本申请实施例提供了一种数据处理的方法及相关装置,用于提高数据处理的效率。The embodiments of the present application provide a data processing method and a related device, which are used to improve the efficiency of data processing.

第一方面,本申请实施例提供了一种数据处理的方法,第一设备获取事务表,事务表用于指示事务的状态以及日志链的存储地址,每个事务对应一个日志链,日志链包括至少一个链节点,每个链节点指示事务中的一个元组的存储地址;第一设备根据事务表获取待恢复事务的日志链,其中,事务表中处于undo状态的事务为待恢复事务;第一设备根据待恢复事务的日志链确定待恢复事务的元组的存储地址,以获取待恢复事务的元组;第一设备删除待恢复事务的日志链和元组。In the first aspect, the embodiment of the present application provides a data processing method. The first device obtains a transaction table, which is used to indicate the state of the transaction and the storage address of the log chain. Each transaction corresponds to a log chain. The log chain includes At least one chain node, each chain node indicates the storage address of a tuple in the transaction; the first device obtains the log chain of the transaction to be restored according to the transaction table, wherein the transaction in the undo state in the transaction table is the transaction to be restored; A device determines the storage address of the tuple of the transaction to be restored according to the log chain of the transaction to be restored, so as to obtain the tuple of the transaction to be restored; the first device deletes the log chain and the tuple of the transaction to be restored.

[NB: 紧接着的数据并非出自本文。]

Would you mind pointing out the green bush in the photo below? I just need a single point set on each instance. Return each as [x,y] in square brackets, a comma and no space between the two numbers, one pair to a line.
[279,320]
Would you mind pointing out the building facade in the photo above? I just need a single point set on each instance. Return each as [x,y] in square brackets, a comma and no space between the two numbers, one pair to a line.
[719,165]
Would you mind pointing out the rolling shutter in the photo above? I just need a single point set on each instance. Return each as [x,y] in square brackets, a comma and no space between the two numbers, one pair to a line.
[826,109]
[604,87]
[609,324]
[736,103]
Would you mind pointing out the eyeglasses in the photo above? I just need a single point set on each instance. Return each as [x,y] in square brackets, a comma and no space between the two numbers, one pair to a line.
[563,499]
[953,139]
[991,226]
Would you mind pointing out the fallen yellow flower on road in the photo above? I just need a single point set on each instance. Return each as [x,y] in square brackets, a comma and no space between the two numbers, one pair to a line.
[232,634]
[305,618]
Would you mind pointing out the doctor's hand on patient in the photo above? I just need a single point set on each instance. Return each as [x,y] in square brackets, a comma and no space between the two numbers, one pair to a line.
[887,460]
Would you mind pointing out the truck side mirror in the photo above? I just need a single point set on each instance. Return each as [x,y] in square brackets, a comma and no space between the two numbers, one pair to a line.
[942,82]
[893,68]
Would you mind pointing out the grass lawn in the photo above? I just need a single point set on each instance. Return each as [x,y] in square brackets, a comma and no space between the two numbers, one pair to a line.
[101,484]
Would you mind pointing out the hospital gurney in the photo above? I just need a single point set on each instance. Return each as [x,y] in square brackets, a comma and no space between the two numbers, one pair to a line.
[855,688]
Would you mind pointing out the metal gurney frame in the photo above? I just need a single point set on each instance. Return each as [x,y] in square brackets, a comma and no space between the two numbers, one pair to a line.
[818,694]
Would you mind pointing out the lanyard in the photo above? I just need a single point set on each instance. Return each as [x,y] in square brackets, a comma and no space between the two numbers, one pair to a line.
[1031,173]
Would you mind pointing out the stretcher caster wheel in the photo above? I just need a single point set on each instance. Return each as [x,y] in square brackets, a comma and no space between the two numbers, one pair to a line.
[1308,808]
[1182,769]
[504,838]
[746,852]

本申请中,可以通过事务表查询到待恢复事务,并根据该待恢复事务的日志链获取到该待恢复事务的元组,从而不需要对第一设备进行全表扫描,提高了数据恢复、数据处理的效率。另一方面,由于本申请中的日志链,其本身并不承载事务的元组信息,从而可以避免在使用日志链过程中带来额外的写操作的开销,从而相较于日志文件承载了事务元组的预写日志(write ahead logging,WAL)机制也具有极大的性能优势。In this application, the transaction to be recovered can be queried through the transaction table, and the tuple of the transaction to be recovered can be obtained according to the log chain of the transaction to be recovered, so that there is no need to perform a full table scan on the first device, which improves data recovery, The efficiency of data processing. On the other hand, since the log chain in this application does not carry the tuple information of the transaction itself, it can avoid the overhead of additional write operations in the process of using the log chain, thus compared with the log file carrying the transaction The write-ahead logging (WAL) mechanism of tuples also has great performance advantages.

基于第一方面,一种可选的实施方式中,日志链包括多个串行的链节点,多个串行的链节点之间存在关联关系。Based on the first aspect, in an optional implementation manner, the log chain includes multiple serial chain nodes, and there is an association relationship among the multiple serial chain nodes.

基于第一方面,一种可选的实施方式中,日志链的存储地址为日志链的链头节点的存储地址。Based on the first aspect, in an optional implementation manner, the storage address of the log chain is the storage address of the head node of the log chain.

基于第一方面,一种可选的实施方式中,第一设备根据事务表获取待恢复事务的日志链,包括:Based on the first aspect, in an optional implementation manner, the first device obtains the log chain of the transaction to be restored according to the transaction table, including:

第一设备根据事务表,确定处于undo状态的事务为待恢复事务;According to the transaction table, the first device determines that the transaction in the undo state is the transaction to be recovered;

第一设备根据事务表确定待恢复事务的日志链的存储地址;The first device determines the storage address of the log chain of the transaction to be recovered according to the transaction table;

第一设备根据待恢复事务的日志链的存储地址,获取待恢复事务的日志链。The first device obtains the log chain of the transaction to be restored according to the storage address of the log chain of the transaction to be restored.

基于第一方面,一种可选的实施方式中,方法应用于主备数据库系统,第一设备为主数据库,第二设备为备数据库,事务表还用于指示事务的提交时间,方法还包括:Based on the first aspect, in an optional implementation manner, the method is applied to the primary and standby database systems, the first device is the primary database, the second device is the standby database, and the transaction table is also used to indicate the commit time of the transaction. The method also includes :

第一设备根据事务表确定增量事务,增量事务的提交时间在主备数据库系统的最新备份时间之后;The first device determines the incremental transaction according to the transaction table, and the commit time of the incremental transaction is after the latest backup time of the primary and standby database systems;

第一设备根据事务表获取增量事务的日志链;The first device obtains the log chain of the incremental transaction according to the transaction table;

第一设备根据增量事务的日志链确定增量事务的元组的存储地址,以获取增量事务的元组;The first device determines the storage address of the tuple of the incremental transaction according to the log chain of the incremental transaction, so as to obtain the tuple of the incremental transaction;

第一设备将增量事务的日志链和元组同步至第二设备。The first device synchronizes the log chain and tuple of the incremental transaction to the second device.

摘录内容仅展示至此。